The accused, arrested by the Enforcement Directorate on December 22, 2023, were identified as Hong Xuquan alias Terry, interim CEO of Vivo India; Harinder Dahiya, Chief Financial Officer, Vivo India and Hemant Munjal, Advisor, Vivo.
On Tuesday, Additional Sessions Judge Aparna Swamy, after hearing the arguments of both the parties, decided to send the three accused on additional remand of 2 days to the ED.
Advocates Manish Jain and Simon Benjamin appreciated the Enforcement Directorate in the case and senior advocates Siddharth Aggarwal and Arvind Nayyar appeared for the accused persons in the case.
In this case, the Enforcement Directorate had arrested four accused including a Chinese national and the MD of Lava International in October.
Recently, Delhi’s Patiala House Court took cognizance of a prosecution complaint (chargesheet) filed by the Enforcement Directorate in connection with the Prevention of Money Laundering Act (PMLA) case related to Chinese mobile company Vivo, involving Chinese national Guangwen Kuang, Lava International. Were. MD Hariom Rai, Nitin Garg and Rajan Malik have been booked under various sections of the Money Laundering Act.
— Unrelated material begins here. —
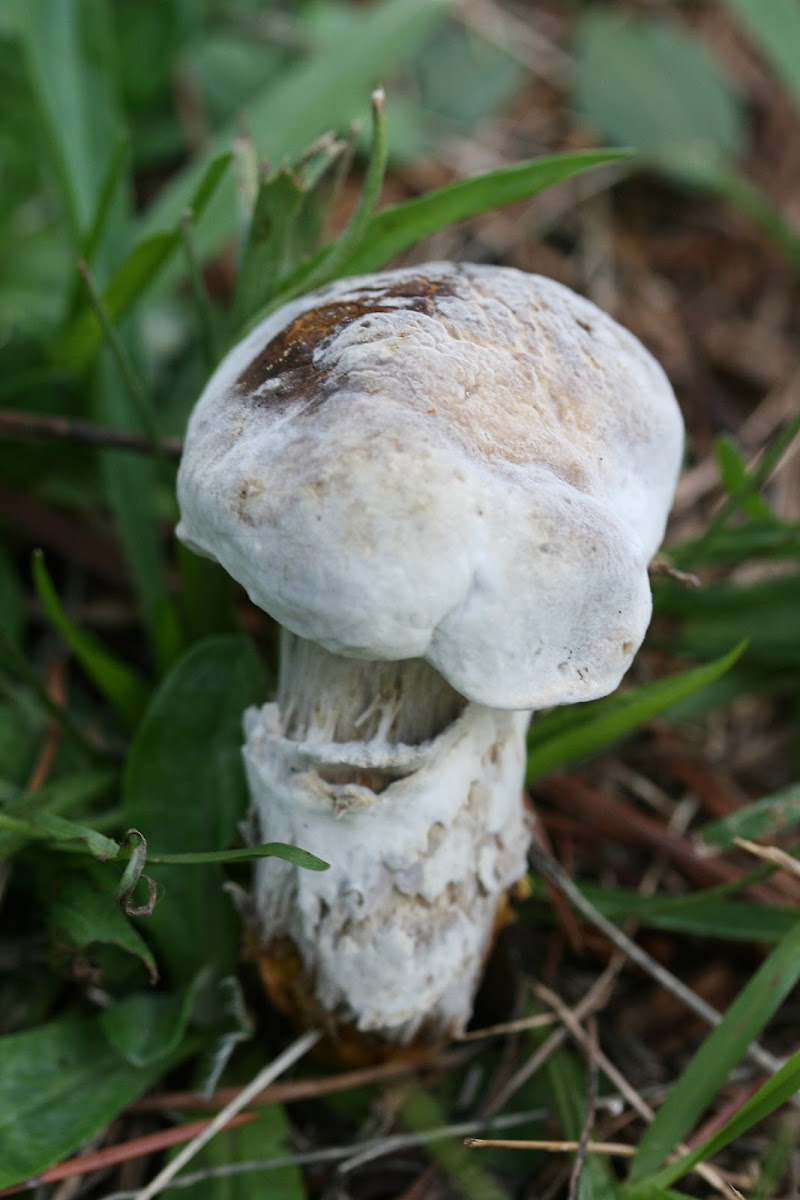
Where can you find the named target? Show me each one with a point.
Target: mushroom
(445, 483)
According to sources, ED has also made Vivo company an accused in the case of allegedly defrauding the Government of India. It also said that the company has established a complex network in India.
According to the ED, some Chinese shareholders of Grand Prospect International Communication Pvt Ltd incorporated the company on the basis of forged identity documents and wrong addresses.
During the inquiry, some fraudulent activities were found by the Ministry of Corporate Affairs.
The ED said that the said company was not reported as a subsidiary of Vivo in the official records even though the said company publicly describes itself as a subsidiary of Vivo.
The ED further alleged that director and shareholder Zhang Jie used a false driving license to apply for a Director Identification Number (DIN) to provide his Shillong address and also used his fake driving license to open a bank account. .
Along with the allegation of fraud, an FIR under section 417/120B/420 IPC was registered at Kalkaji police station in South East Delhi and another FIR under section 417/420/468/471/120B IPC by the Economic Offenses Wing. Was also recorded. , Delhi Police, based on a complaint filed by Manjeet Singh, the then Deputy Registrar of Companies, Ministry of Corporate Affairs, NCT Delhi.
The ED further alleged that soon after the incorporation of Vivo India, 19 more companies, including GPICPL, were incorporated across India, which were completely controlled by Chinese nationals.
Accused Bin Luo was the founder and first director of Vivo India, GPICPL and all other 18 entities at the time of their incorporation and accused Nitin Garg had assisted in the incorporation of most of the Vivo group companies.
According to the Enforcement Directorate, raids were conducted on the premises of the accused on October 9 and cash worth more than Rs 10 lakh was seized and four accused were arrested, identified as Guangwen Qiang alias Andrew Kuang, a Chinese national, owner of Hari Om Rai. It has been done in the form. Lava International MD Rajan Malik and chartered accountant Nitin Garg.
Investigation revealed that the PMLA investigation was initiated by the ED by registering a money laundering case on February 3, 2022.